That's really good to hear, intparent. My DD also tends to gravitate to stuff that just interests her-- not what seems like it will 'sell' well. She's busy, all right (hey, it's the run-up to fair, and she's a 4-H kid with several project areas), but hardly frenetic, in spite of how it sounds. We don't do the over booking thing, and we're pretty confident that the EC's that she does as social activities like RPG-tabletop gaming aren't going to even be on the applications.

What we've found to be true is that as much as we wish her age didn't matter-- it does. There is this underlying assumption that-- whatever she does-- we're somehow behind the scenes pulling her strings like a puppet. Bizarrely, she is judged WAY more harshly than typically aged peers, and her grade skips are counted as "lack of experience" in some ways, which boggles my mind. I mean, seriously-- how the heck is a kid who SKIPPED two grades since 5th grade supposed to have EC's for those years? She's done at least a third more than most of her peers every year, but the elapsed time is sometimes what matters anyway. "Oh, this kid has been doing this for six years." There's no real concept of how to handle the kind of compression that PG kids have to have academically. Scouting and 4-H have both proven problematic here, particularly whenever there is an "also" that specifies a lower limit on age. DD is a fair target shooter, but because she only JUST turned 14, she can't really do it through 4-H, because she'll get less than a year in the project.

This is a big reason why a college like UW that has a lot of experience with young PG students gets a huge bonus score in our personal ranking system. They stand to understand that being radically accelerated 3-4 y comes with some strange baggage on the side.

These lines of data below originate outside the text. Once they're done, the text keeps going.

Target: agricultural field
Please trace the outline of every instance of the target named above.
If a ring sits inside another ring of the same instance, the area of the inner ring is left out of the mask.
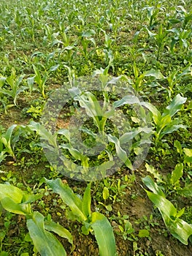
[[[192,1],[0,17],[0,256],[191,256]]]

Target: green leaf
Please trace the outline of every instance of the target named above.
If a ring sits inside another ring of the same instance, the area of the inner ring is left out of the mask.
[[[73,214],[80,219],[82,222],[87,219],[82,209],[82,201],[72,189],[66,184],[64,184],[60,178],[47,180],[45,182],[52,188],[55,193],[60,195],[64,203],[71,208]]]
[[[186,185],[181,191],[181,195],[184,197],[192,197],[192,184]]]
[[[33,218],[27,219],[27,227],[34,246],[41,256],[66,255],[59,241],[45,230],[44,216],[40,213],[34,212]]]
[[[188,156],[189,157],[192,157],[192,148],[183,148],[183,150],[186,156]]]
[[[154,178],[157,179],[158,182],[164,183],[163,179],[162,179],[163,178],[161,174],[159,174],[158,172],[156,170],[155,170],[155,168],[152,165],[149,165],[146,162],[145,167],[146,167],[147,172],[149,172],[149,173],[150,173],[151,174],[153,175]],[[154,186],[154,184],[153,184],[153,186]]]
[[[146,191],[150,200],[158,207],[164,218],[165,224],[169,226],[172,222],[172,217],[177,216],[177,209],[174,205],[164,197]]]
[[[173,116],[181,109],[183,105],[185,103],[186,100],[187,98],[180,96],[180,94],[177,94],[172,99],[170,105],[166,108],[166,110],[163,113],[163,116],[169,115],[170,116]]]
[[[103,189],[103,199],[107,200],[109,198],[109,196],[110,196],[109,189],[107,187],[104,187]]]
[[[55,223],[53,221],[45,221],[45,228],[48,231],[52,231],[58,234],[59,236],[66,238],[70,244],[73,244],[73,237],[70,232],[62,227],[60,224]]]
[[[143,178],[142,181],[148,189],[153,192],[153,193],[161,195],[162,197],[165,197],[164,193],[161,189],[153,181],[150,176],[147,176]]]
[[[153,121],[157,124],[161,119],[161,114],[158,109],[150,102],[142,102],[140,104],[143,107],[147,108],[153,113]]]
[[[88,217],[91,215],[91,183],[88,184],[82,200],[82,210],[84,214]]]
[[[110,223],[105,216],[99,212],[93,212],[91,219],[91,227],[94,230],[100,256],[115,256],[115,241]]]
[[[4,197],[1,200],[3,208],[9,212],[17,214],[31,214],[31,206],[28,204],[19,204],[15,203],[9,197]]]
[[[93,29],[88,29],[81,34],[82,37],[92,37],[96,34],[96,31]]]
[[[180,153],[180,155],[182,155],[183,150],[182,150],[181,144],[179,140],[174,140],[174,146],[177,148],[177,151]]]
[[[150,236],[150,232],[147,230],[139,230],[138,236],[140,238],[142,238],[142,237],[149,237]]]
[[[174,170],[172,171],[170,178],[171,183],[174,185],[182,177],[183,173],[183,165],[182,163],[177,164]]]
[[[110,134],[107,135],[108,140],[115,143],[117,155],[119,159],[123,161],[123,162],[130,169],[132,169],[132,164],[127,157],[126,152],[121,148],[119,140],[115,137],[112,136]]]
[[[24,194],[23,191],[15,186],[0,184],[0,200],[4,197],[9,197],[15,203],[20,203]]]
[[[139,99],[134,95],[126,95],[123,98],[112,103],[112,108],[116,108],[126,104],[139,104]]]
[[[176,222],[169,227],[170,233],[173,236],[185,245],[188,244],[188,239],[192,235],[192,225],[178,219]]]
[[[156,69],[150,69],[150,70],[146,71],[144,73],[144,75],[145,77],[151,76],[151,77],[153,77],[156,79],[164,79],[164,78],[163,74],[159,70],[156,70]]]

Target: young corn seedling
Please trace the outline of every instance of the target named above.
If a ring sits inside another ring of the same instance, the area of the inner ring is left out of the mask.
[[[159,70],[155,69],[150,69],[139,75],[139,72],[135,61],[134,62],[134,80],[132,81],[131,83],[133,84],[133,87],[137,92],[139,92],[141,89],[145,78],[151,77],[156,80],[164,79],[164,75],[161,74],[161,72]]]
[[[172,179],[176,179],[172,174]],[[192,225],[188,224],[180,217],[184,214],[185,208],[177,211],[174,205],[166,198],[162,189],[155,184],[150,176],[142,179],[145,186],[151,192],[145,190],[150,200],[158,208],[162,215],[164,223],[171,234],[181,243],[187,245],[188,240],[192,235]]]
[[[184,187],[181,187],[180,179],[183,175],[183,164],[178,163],[175,165],[172,173],[166,176],[161,175],[155,168],[145,164],[147,171],[150,173],[155,178],[157,183],[161,184],[165,188],[166,195],[169,195],[174,191],[183,197],[191,197],[192,195],[192,184],[185,184]]]
[[[173,118],[173,116],[181,110],[187,98],[177,94],[166,108],[162,114],[152,104],[149,102],[141,103],[142,106],[146,107],[153,114],[155,129],[154,132],[155,144],[156,146],[165,135],[177,131],[180,128],[187,128],[185,125],[179,124],[178,118]]]
[[[66,238],[73,244],[73,238],[66,228],[54,222],[50,217],[46,219],[39,211],[34,211],[31,203],[41,198],[41,195],[27,193],[18,187],[0,184],[0,202],[2,207],[11,213],[24,215],[29,235],[35,249],[42,256],[66,256],[61,242],[51,232]]]
[[[88,48],[91,42],[92,42],[96,47],[96,41],[93,36],[94,36],[96,34],[95,31],[93,29],[87,30],[85,31],[83,31],[80,35],[80,42],[82,46],[83,50],[82,51],[85,60],[88,60]]]
[[[12,145],[12,135],[14,129],[17,127],[17,124],[12,124],[9,127],[7,132],[1,135],[0,137],[0,151],[1,156],[1,160],[5,158],[5,154],[9,154],[14,160],[16,159],[14,153],[14,146]]]
[[[90,232],[93,232],[99,245],[99,255],[115,256],[115,241],[110,223],[102,214],[91,211],[91,184],[87,186],[83,197],[80,199],[59,178],[55,180],[45,178],[45,182],[55,193],[59,194],[64,203],[70,208],[69,215],[73,219],[82,224],[82,233],[88,235]]]
[[[27,86],[20,86],[25,75],[16,75],[16,70],[12,68],[11,75],[7,78],[5,82],[9,86],[9,89],[3,89],[1,93],[13,99],[13,103],[17,105],[17,98],[19,94],[27,89]]]
[[[47,71],[44,72],[44,74],[42,75],[39,69],[38,69],[37,67],[33,64],[33,68],[35,72],[35,76],[34,77],[34,80],[36,82],[39,88],[40,89],[40,92],[44,97],[44,99],[46,98],[45,96],[45,83],[47,82],[47,78],[48,78],[48,73]]]

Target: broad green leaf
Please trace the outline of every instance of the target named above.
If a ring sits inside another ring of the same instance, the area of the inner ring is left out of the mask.
[[[186,185],[181,191],[181,195],[184,197],[192,197],[192,184]]]
[[[72,189],[66,184],[64,184],[60,178],[47,180],[45,182],[52,188],[55,193],[60,195],[63,201],[71,208],[72,213],[79,217],[81,221],[87,219],[82,209],[82,201]]]
[[[185,103],[187,98],[180,96],[180,94],[177,94],[172,99],[172,102],[166,108],[166,110],[163,113],[163,116],[169,115],[170,116],[173,116],[177,112],[178,112],[183,105]]]
[[[172,171],[170,181],[172,184],[175,184],[177,181],[182,177],[183,173],[183,165],[182,163],[177,164],[174,170]]]
[[[188,239],[192,235],[192,225],[178,219],[177,222],[169,227],[171,234],[180,240],[183,244],[188,245]]]
[[[138,134],[144,132],[145,133],[152,132],[152,129],[150,127],[139,127],[135,129],[133,129],[131,132],[124,133],[119,138],[119,141],[120,144],[126,143],[128,141],[131,141]]]
[[[166,128],[164,129],[163,132],[161,133],[161,137],[162,138],[164,135],[172,133],[173,132],[177,131],[179,129],[183,128],[183,129],[187,129],[186,125],[183,124],[174,124],[172,125],[168,125]]]
[[[55,223],[52,220],[45,221],[45,229],[55,233],[59,236],[66,238],[70,244],[73,244],[72,235],[67,229],[62,227],[60,224]]]
[[[156,79],[164,79],[164,78],[163,74],[159,70],[156,70],[156,69],[150,69],[150,70],[146,71],[144,73],[144,75],[145,77],[151,76],[151,77],[153,77]]]
[[[82,200],[82,210],[84,214],[88,217],[91,215],[91,183],[88,184]]]
[[[109,198],[109,196],[110,196],[109,189],[107,187],[104,187],[103,189],[103,199],[107,200]]]
[[[164,128],[165,128],[165,129],[166,129],[167,131],[169,131],[169,129],[171,129],[171,128],[172,127],[172,126],[170,126],[171,127],[169,127],[169,128],[167,128],[166,127],[170,124],[170,122],[172,121],[172,118],[170,116],[165,116],[161,117],[161,118],[159,118],[158,122],[157,122],[157,132],[161,132]],[[161,132],[162,134],[163,132]],[[165,133],[166,134],[166,133]]]
[[[150,165],[147,165],[146,166],[146,167],[147,168],[147,170],[149,171]],[[153,192],[154,194],[157,194],[157,195],[159,195],[162,197],[165,197],[164,193],[163,192],[162,189],[153,181],[153,180],[152,179],[152,178],[150,176],[147,176],[143,178],[142,181],[145,184],[145,185],[146,187],[147,187],[148,189],[150,189],[151,191]]]
[[[186,156],[188,156],[189,157],[192,157],[192,148],[183,148],[183,150]]]
[[[153,121],[155,124],[157,124],[161,119],[161,114],[158,110],[158,109],[150,102],[142,102],[140,105],[143,107],[147,108],[153,113]]]
[[[3,208],[9,212],[17,214],[31,214],[31,206],[26,203],[16,203],[9,197],[4,197],[1,200]]]
[[[177,209],[174,205],[162,195],[154,194],[149,191],[146,191],[146,192],[150,200],[161,211],[165,224],[169,225],[170,222],[172,223],[173,221],[172,217],[175,218],[177,215]]]
[[[162,176],[158,173],[158,172],[152,166],[149,165],[147,162],[145,164],[145,167],[147,169],[147,171],[153,175],[154,178],[157,179],[158,182],[164,183],[164,181],[162,180]],[[149,176],[148,176],[149,177]],[[146,184],[145,184],[146,185]],[[146,185],[147,186],[147,185]],[[154,184],[153,184],[154,186]],[[149,187],[148,187],[149,188]],[[152,189],[151,189],[152,190]]]
[[[93,212],[91,214],[91,227],[94,230],[100,256],[115,256],[115,237],[112,226],[106,217],[99,212]]]
[[[116,153],[119,159],[130,169],[132,169],[132,164],[127,157],[126,152],[121,148],[119,140],[111,135],[108,135],[107,138],[109,140],[115,145]]]
[[[15,186],[0,184],[0,200],[4,197],[9,197],[15,203],[20,203],[24,194],[23,191]]]
[[[123,98],[113,102],[112,107],[116,108],[126,104],[139,104],[139,99],[137,97],[134,95],[126,95],[123,97]]]
[[[27,227],[34,246],[41,256],[66,255],[60,241],[45,230],[44,216],[40,213],[34,212],[33,218],[27,219]]]
[[[138,236],[142,237],[149,237],[150,236],[150,232],[147,230],[139,230]]]
[[[24,194],[22,203],[30,203],[39,200],[43,197],[42,195]]]
[[[70,141],[70,132],[69,131],[68,129],[60,129],[57,133],[58,135],[61,135],[65,136],[65,138]]]
[[[11,140],[11,136],[12,136],[12,133],[14,130],[14,129],[17,127],[17,124],[12,124],[12,126],[10,126],[7,130],[6,131],[6,132],[4,134],[4,138],[6,139],[6,140],[7,141],[7,143],[10,143]]]
[[[174,146],[177,148],[177,151],[180,153],[180,155],[182,155],[183,149],[179,140],[174,140]]]
[[[81,37],[92,37],[96,34],[96,31],[93,29],[88,29],[85,31],[83,31],[81,34]]]

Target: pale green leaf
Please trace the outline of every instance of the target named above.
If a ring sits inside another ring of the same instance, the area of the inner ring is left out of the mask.
[[[44,225],[44,216],[34,212],[33,219],[27,219],[29,235],[34,246],[41,256],[66,255],[60,241],[50,232],[46,231]]]
[[[55,193],[60,195],[63,201],[71,208],[72,213],[81,221],[87,219],[82,209],[81,200],[74,193],[72,189],[66,184],[64,184],[60,178],[47,180],[45,182],[52,188]]]
[[[94,230],[100,256],[115,256],[115,241],[110,223],[105,216],[99,212],[91,214],[91,227]]]
[[[70,244],[73,244],[73,237],[70,232],[62,227],[60,224],[50,221],[45,222],[45,228],[48,231],[52,231],[58,234],[59,236],[66,238]]]
[[[183,165],[182,163],[177,164],[174,170],[172,171],[170,181],[172,184],[175,184],[177,181],[182,177],[183,173]]]

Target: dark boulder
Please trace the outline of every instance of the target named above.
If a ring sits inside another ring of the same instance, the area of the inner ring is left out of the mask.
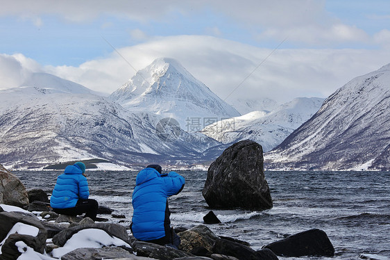
[[[28,200],[30,201],[30,203],[37,201],[46,203],[50,202],[49,201],[47,193],[40,188],[28,189],[27,190],[27,194],[28,195]]]
[[[271,250],[255,251],[248,246],[232,242],[226,239],[219,238],[215,241],[212,248],[214,254],[224,254],[237,258],[239,260],[259,259],[277,260],[278,257]]]
[[[42,221],[41,223],[47,232],[48,238],[53,238],[53,237],[57,234],[68,228],[67,225],[64,225],[63,224],[60,223],[55,223],[48,221]]]
[[[209,211],[204,217],[203,221],[205,224],[219,224],[221,220],[218,219],[217,216],[212,212],[212,211]]]
[[[0,241],[5,240],[1,247],[2,259],[16,259],[19,257],[21,253],[15,245],[18,241],[23,241],[34,251],[44,252],[47,232],[36,217],[19,212],[0,212]],[[37,229],[36,234],[31,234],[35,232],[35,229]],[[15,232],[7,237],[12,230]]]
[[[51,207],[50,206],[49,203],[35,200],[28,204],[27,210],[30,212],[50,211],[51,210]]]
[[[179,257],[194,257],[187,252],[179,250],[165,245],[135,241],[131,243],[133,250],[137,257],[146,257],[160,260],[170,260]]]
[[[114,211],[105,206],[99,205],[98,214],[111,214]]]
[[[179,249],[192,252],[196,247],[204,247],[211,254],[212,246],[219,238],[208,227],[199,225],[179,234],[180,244]]]
[[[213,260],[238,260],[235,257],[226,256],[225,254],[212,254],[211,259]]]
[[[175,258],[175,260],[212,260],[212,258],[197,256]]]
[[[334,248],[323,231],[314,229],[292,235],[264,247],[278,256],[333,257]]]
[[[245,140],[227,148],[210,166],[202,194],[212,208],[261,210],[272,207],[264,174],[263,151]]]
[[[28,195],[19,178],[0,164],[0,204],[25,209],[28,205]]]
[[[54,211],[43,211],[40,216],[46,221],[56,220],[60,216]]]
[[[61,257],[61,260],[96,260],[126,259],[138,259],[137,257],[121,247],[78,248]]]

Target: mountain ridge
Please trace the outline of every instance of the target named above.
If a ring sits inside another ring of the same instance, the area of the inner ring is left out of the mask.
[[[173,117],[185,129],[192,118],[219,120],[239,115],[178,62],[167,58],[139,71],[110,98],[132,111]]]
[[[348,82],[265,154],[269,167],[390,169],[389,82],[389,65]]]

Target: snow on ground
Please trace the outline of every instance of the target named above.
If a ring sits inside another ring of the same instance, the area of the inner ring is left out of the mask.
[[[1,209],[3,209],[3,210],[4,211],[7,211],[7,212],[24,212],[24,213],[30,213],[30,211],[28,211],[26,210],[24,210],[22,208],[19,208],[19,206],[11,206],[11,205],[6,205],[5,204],[0,204],[0,206],[1,207]]]
[[[115,236],[111,236],[105,231],[98,229],[83,229],[74,234],[62,247],[53,249],[51,254],[55,258],[61,258],[64,254],[78,248],[100,248],[103,246],[122,246],[131,247],[129,244]]]

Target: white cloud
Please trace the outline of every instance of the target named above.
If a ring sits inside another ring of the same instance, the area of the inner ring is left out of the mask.
[[[390,48],[390,31],[383,29],[374,35],[374,41],[387,49]]]
[[[205,33],[206,34],[214,35],[214,36],[221,36],[222,35],[221,30],[219,30],[219,28],[217,26],[206,28]]]
[[[40,72],[35,61],[22,54],[0,54],[0,89],[20,86],[32,72]]]
[[[110,15],[147,24],[151,21],[169,21],[169,26],[180,21],[172,19],[172,14],[183,16],[201,15],[211,10],[213,15],[223,16],[230,22],[238,24],[249,33],[257,35],[260,40],[284,39],[289,37],[295,42],[331,44],[345,41],[366,40],[365,33],[354,26],[344,24],[326,12],[325,0],[244,0],[226,2],[223,0],[45,0],[8,1],[0,9],[0,15],[28,17],[37,26],[42,26],[40,16],[58,15],[73,22],[92,21],[99,17]],[[199,17],[207,20],[208,18]],[[207,33],[221,36],[221,28],[212,20],[205,27]],[[149,40],[144,32],[135,30],[132,37]]]
[[[353,78],[390,60],[390,54],[380,50],[278,49],[264,61],[272,49],[194,35],[162,38],[118,51],[126,60],[113,52],[79,67],[46,69],[93,90],[112,92],[135,74],[133,67],[141,70],[156,58],[170,57],[225,99],[264,62],[229,99],[266,97],[285,101],[296,97],[326,97]]]

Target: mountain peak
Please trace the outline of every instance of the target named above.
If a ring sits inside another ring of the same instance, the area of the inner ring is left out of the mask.
[[[188,118],[218,120],[239,115],[178,61],[155,60],[110,96],[132,111],[174,117],[180,125]]]

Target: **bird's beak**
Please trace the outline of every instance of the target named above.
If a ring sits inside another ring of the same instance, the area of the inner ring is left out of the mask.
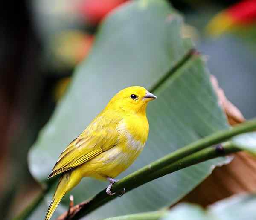
[[[155,98],[157,98],[157,96],[156,96],[152,94],[151,93],[150,93],[148,91],[147,91],[147,93],[146,93],[146,95],[143,97],[143,99],[150,98],[150,99],[154,99]]]

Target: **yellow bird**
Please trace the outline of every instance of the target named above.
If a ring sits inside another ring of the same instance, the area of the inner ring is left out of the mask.
[[[114,178],[142,151],[149,131],[146,109],[157,96],[140,86],[119,92],[89,125],[61,153],[48,178],[61,174],[45,216],[52,216],[64,195],[82,177],[108,180],[106,192],[113,195]]]

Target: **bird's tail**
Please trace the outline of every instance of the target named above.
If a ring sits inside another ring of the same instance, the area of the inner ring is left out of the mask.
[[[52,200],[47,211],[45,220],[49,220],[65,194],[78,184],[81,177],[74,172],[65,173],[60,179]]]

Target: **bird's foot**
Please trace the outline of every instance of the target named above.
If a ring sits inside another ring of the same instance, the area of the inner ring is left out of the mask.
[[[110,190],[113,185],[118,182],[118,179],[115,179],[111,177],[107,177],[107,179],[109,181],[109,185],[108,185],[108,188],[107,188],[107,189],[106,190],[106,192],[108,195],[109,195],[110,196],[113,196],[113,195],[116,194],[116,193],[111,193]],[[121,194],[117,196],[118,197],[121,197],[125,194],[125,188],[124,187],[122,190],[121,191]]]
[[[108,186],[106,190],[106,192],[108,195],[109,195],[110,196],[113,196],[116,194],[116,193],[111,193],[110,190],[111,189],[111,188],[112,187],[112,185],[114,183],[116,183],[116,182],[118,182],[118,179],[113,179],[113,178],[111,177],[107,177],[107,179],[108,179],[109,181],[109,185],[108,185]]]
[[[123,188],[122,190],[121,191],[121,194],[119,196],[117,196],[118,197],[121,197],[125,193],[125,187]]]

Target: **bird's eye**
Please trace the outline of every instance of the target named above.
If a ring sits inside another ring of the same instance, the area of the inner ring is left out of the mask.
[[[133,99],[134,99],[134,100],[135,99],[137,99],[137,97],[138,97],[138,96],[136,96],[135,94],[132,94],[131,95],[131,98]]]

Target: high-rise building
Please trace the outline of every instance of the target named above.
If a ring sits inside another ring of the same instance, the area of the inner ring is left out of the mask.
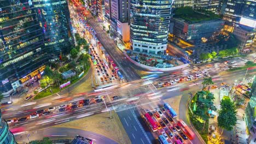
[[[74,39],[67,1],[37,0],[33,4],[43,29],[46,51],[57,55],[61,51],[69,52]]]
[[[2,113],[0,110],[0,143],[16,144],[14,136],[8,130],[8,125],[2,118]]]
[[[131,1],[130,46],[135,51],[166,52],[172,1]]]
[[[0,92],[15,90],[49,59],[31,1],[0,2]],[[31,75],[30,75],[31,74]],[[28,76],[30,75],[30,76]]]

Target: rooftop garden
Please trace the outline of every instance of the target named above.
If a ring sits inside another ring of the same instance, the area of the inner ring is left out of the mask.
[[[181,18],[188,22],[195,23],[203,21],[209,21],[220,18],[214,13],[203,9],[194,10],[192,8],[185,7],[177,9],[174,11],[174,18]]]

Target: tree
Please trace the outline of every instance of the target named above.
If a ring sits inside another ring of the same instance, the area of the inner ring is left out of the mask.
[[[211,53],[212,55],[212,58],[216,58],[216,57],[217,57],[217,52],[215,52],[215,51],[213,51],[212,52],[212,53]]]
[[[214,82],[212,81],[212,77],[203,78],[203,82],[202,82],[203,85],[202,89],[203,89],[205,87],[207,87],[209,85],[213,85],[213,83]]]
[[[71,57],[73,59],[75,58],[78,54],[78,51],[75,48],[73,48],[70,51],[70,55],[71,55]]]
[[[50,140],[50,138],[45,137],[43,138],[42,140],[35,140],[30,142],[31,144],[51,144],[53,141]]]
[[[220,101],[220,110],[217,118],[218,126],[222,128],[221,134],[223,133],[224,129],[229,131],[233,129],[233,127],[236,125],[237,121],[237,113],[234,102],[231,101],[229,97],[224,97]]]
[[[202,53],[200,55],[200,59],[201,60],[206,60],[208,59],[208,56],[207,54],[205,53]]]

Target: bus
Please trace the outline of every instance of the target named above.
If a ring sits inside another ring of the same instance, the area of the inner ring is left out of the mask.
[[[108,57],[107,60],[108,61],[108,63],[109,64],[114,64],[114,61],[113,61],[112,58],[110,57]]]
[[[118,68],[117,66],[117,65],[115,65],[115,63],[113,63],[112,65],[112,67],[113,67],[113,69],[115,70],[115,73],[117,73],[118,71]]]
[[[161,144],[169,144],[165,137],[163,135],[160,135],[158,137],[158,141]]]
[[[108,68],[108,62],[107,62],[107,61],[105,60],[105,59],[103,59],[103,61],[104,65],[105,65],[105,67],[106,67],[107,68]]]
[[[181,129],[184,131],[185,134],[188,136],[190,140],[193,140],[195,138],[195,133],[189,128],[187,124],[182,119],[178,121],[178,125],[179,126]]]
[[[147,122],[148,122],[148,125],[153,131],[158,130],[158,124],[155,121],[154,121],[149,114],[148,113],[146,113],[144,115],[144,118],[145,118],[145,120],[147,121]]]
[[[177,113],[175,111],[172,109],[170,105],[166,103],[165,103],[164,105],[165,108],[167,110],[168,112],[169,112],[170,115],[172,116],[172,118],[177,117]]]
[[[120,81],[124,80],[124,76],[123,76],[122,74],[121,74],[120,71],[118,71],[117,73],[118,73],[118,76],[119,76],[120,77]]]
[[[182,142],[180,140],[176,140],[174,142],[175,144],[182,144]]]

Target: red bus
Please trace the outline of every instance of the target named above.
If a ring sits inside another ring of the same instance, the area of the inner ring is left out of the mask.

As I said earlier, we never really worried about all of this much because we figured that we were opting out and then-- well, then she started really considering what kind of intellectual peers she wanted/needed out of college. Then we took a hard look at just what kind of students are now the majority at even reasonably good public universities, and realized that she was going to be-- again-- at the 95th+ percentile or higher. Not good.

At the start of their junior year is NOT a good time to suddenly decide that you aren't opting out after all, because it leaves you all scrambling to document things and schedule everything that has to happen.


Schrödinger's cat walks into a bar. And doesn't.